Where does your money go? Sadly, it’s not in small dental clinics anymore. The revenue goes more on more to dental groups managing multi-provider practices like orthodontics and pedodontics. These groups which own around 8 to 20 locations generate as much as $25 million every year!

Changes in dental practice context

While the job outlook for dentists is very good, solo practice is not as promising as it used to be. Solo practicing dentists are often faced with issues on financial management as group dentistry is increasingly becoming popular. But, cost-cutting, working more hours and offering expansive types of services are not enough to compete with these large dental companies.

Other problems faced by solo practitioners

Solo practitioners experience an average estimated loss of $18,174 to fraud. Dentists have huge clinical responsibilities which gives them little time to monitor their staff. A dentist usually becomes a victim of fraud when his (or her) employees write off collections from the books or claim from more than one insurance company for the same treatment. While dentists suffer financially from revenue fraud because of lost collection, insurance fraud can have serious legal implications.

Handling unsatisfied patients is also a challenge for solo practitioners. There’s always the risk of getting civil liabilities or losing your license especially in serious cases. It is one of the reasons why many fresh graduates prefer group practice because they can depend on the management for support in handling customer complaints.

How do solo practitioners thrive in business?

Eighty percent of dentists in solo practice take PPOs and they’re the most likely target of declining revenues especially if their services can’t compete with large dental groups. The remaining 20% are dedicated to improving their craft and giving the best service their solo practice can give.

Solo practitioners can survive and flourish in the coming years as long as they are passionate about their craft. They should attend trainings, revamp their marketing strategy to attract and retain patients, and give their best services. Location, staff efficiency and the use of the most efficient dental tools and equipment can also do wonders.

Tips for dentists in solo practice

Solo practice is still a good option for those who are not comfortable working with other dentists.

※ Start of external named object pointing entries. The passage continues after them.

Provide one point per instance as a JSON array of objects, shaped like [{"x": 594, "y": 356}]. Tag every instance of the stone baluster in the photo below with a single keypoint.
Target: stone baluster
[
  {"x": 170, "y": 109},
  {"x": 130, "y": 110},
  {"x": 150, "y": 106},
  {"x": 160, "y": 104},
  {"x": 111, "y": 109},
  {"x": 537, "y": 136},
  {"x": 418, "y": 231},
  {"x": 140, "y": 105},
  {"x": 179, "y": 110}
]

Running their family dental clinic or going solo can give them more control over their time and it also makes a good living.

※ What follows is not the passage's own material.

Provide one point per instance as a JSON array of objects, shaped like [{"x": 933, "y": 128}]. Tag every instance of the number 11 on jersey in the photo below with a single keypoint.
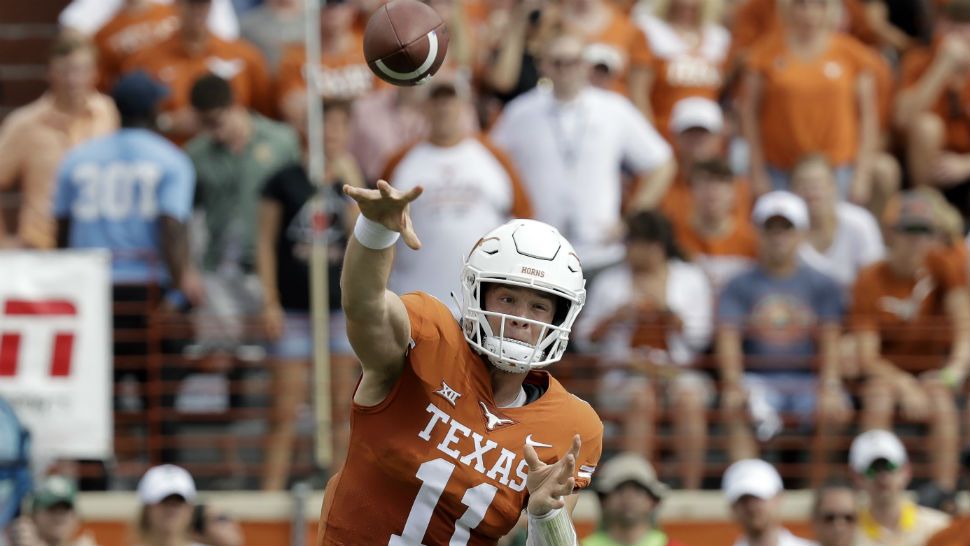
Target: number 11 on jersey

Here are some tips to optimize you earnings:

Review your strengths and weaknesses and do something about it. Take advanced courses, attend regional and national conferences and continuously update yourself with the latest trend in the dental industry so that you will always be at par with your competitors.

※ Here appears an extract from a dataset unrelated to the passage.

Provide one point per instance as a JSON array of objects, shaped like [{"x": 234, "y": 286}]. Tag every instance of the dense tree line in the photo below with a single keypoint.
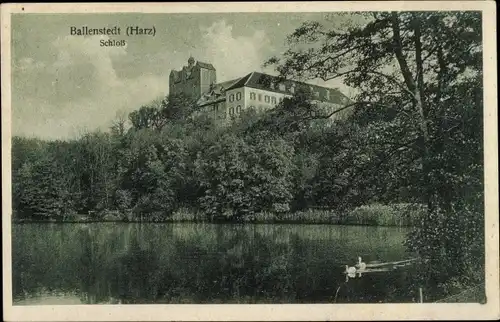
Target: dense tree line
[{"x": 412, "y": 134}]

Build a good reputation. In turn, you will be increasing your chances of being recommended by your patients to people they know.

Work hard. It may sound as a cliché, but if you want to get more patients, then you must be at the dental office as often as you can. Keep tabs on your appointment and accept as many clients as you can handle in a day.

Consider group practice. If you’re not comfortable working with other people, you can start slow. Think of the financial rewards that come with the opportunity of working in a large company. You can get decent pay, more time off from work, and you don’t have to worry about unpaid bills and staff salary. Group practice also offers benefits like competitive salary, exceptional benefits package, and opportunities for professional development. Not to mention the stable income and confidence that the dental administrator shall handle the things that you would normally have to consume your energy on if you engage in solo practice.


Group practice is a good option for dentists who want to enjoy the benefits of having a solid financial foundation, a support network and opportunities for personal and personal success. Joining a good dental group will spare you from managerial headaches, expose you to state of the art equipment to better serve your patients and offer financial stability during economic downturns.